Recent surveys show that the majority of businesses are adopting cloud computing services and making the Cloud an essential part of their IT strategy. For example, 76% of CFOs say cloud computing will be important to their business’s success over the next 12 to 18 months, according to one Google survey. The benefits recognized by finance executives include cost savings, productivity boosts and increases to flexibility.
However, it seems that not all organizations are that enthusiastic about the Cloud.
Small businesses avoid cloud computing
Just 23% of small businesses have adopted cloud computing services, according to a recent survey conducted by AVG Technologies. In addition, just 21% are considering adopting a cloud service in the next year.
Why are smaller businesses adopting cloud computing at such a low rate, despite often being in the greatest need of cheaper and more scalable services? In contrast to other surveys, AVG’s poll says concerns about cloud security aren’t the main reason — just 19% of respondents said they fear a data breach in the Cloud.
Instead, one reason for those low numbers may be a lack of understanding about what cloud computing is and how it benefits companies.
Among the 1,000 U.S. and U.K. businesses with 100 or fewer employees surveyed by AVG, 20% believe that cloud computing services are geared mostly toward larger businesses. And 30% of the business leaders polled admitted that they don’t fully understand the Cloud.

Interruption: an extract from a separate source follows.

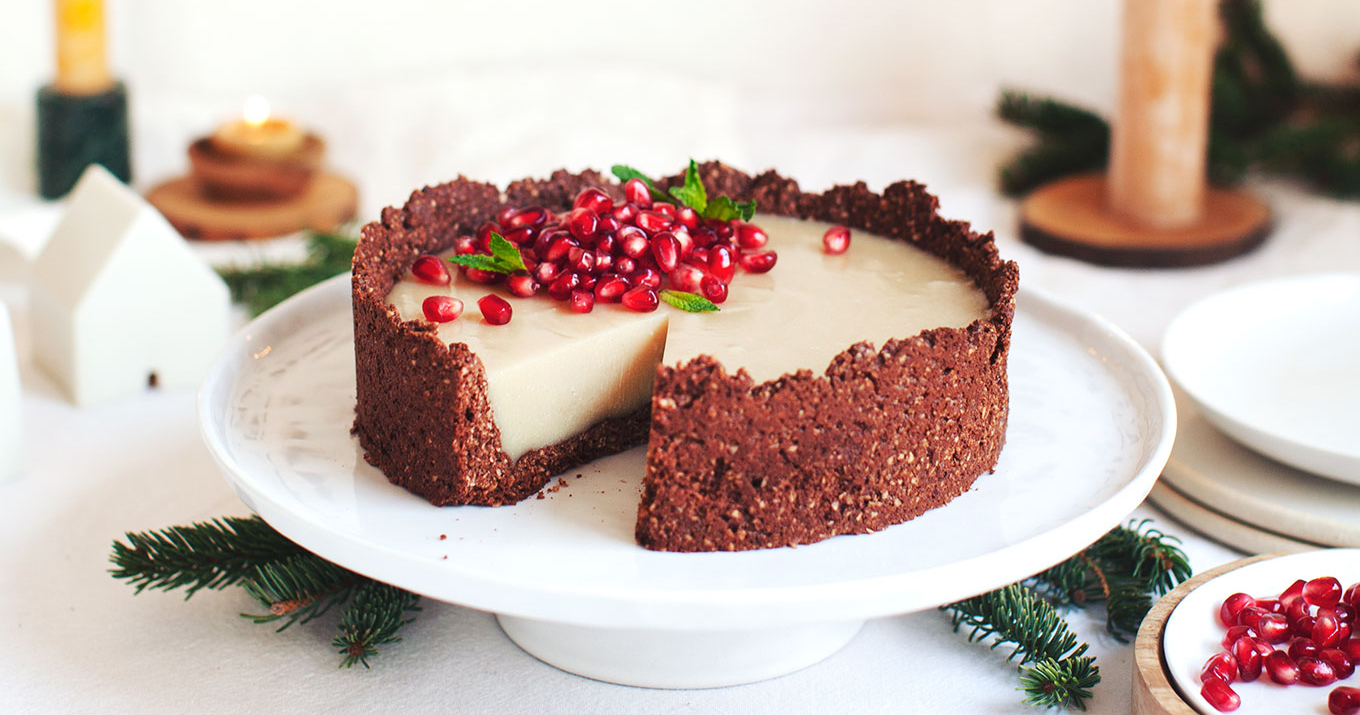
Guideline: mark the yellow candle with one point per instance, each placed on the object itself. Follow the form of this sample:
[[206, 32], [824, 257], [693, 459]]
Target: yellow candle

As we mentioned in an earlier post, that lack of understanding can lead to non-IT leaders being duped by vendors’ so-called “cloudwashing,” or adding cloud computing terminology to existing services to make them more marketable. But as the AVG survey shows, it can also cause businesses to miss out on the Cloud’s benefits.
IT managers can help by sitting down with decision makers and educating them on cloud computing and its pros and cons.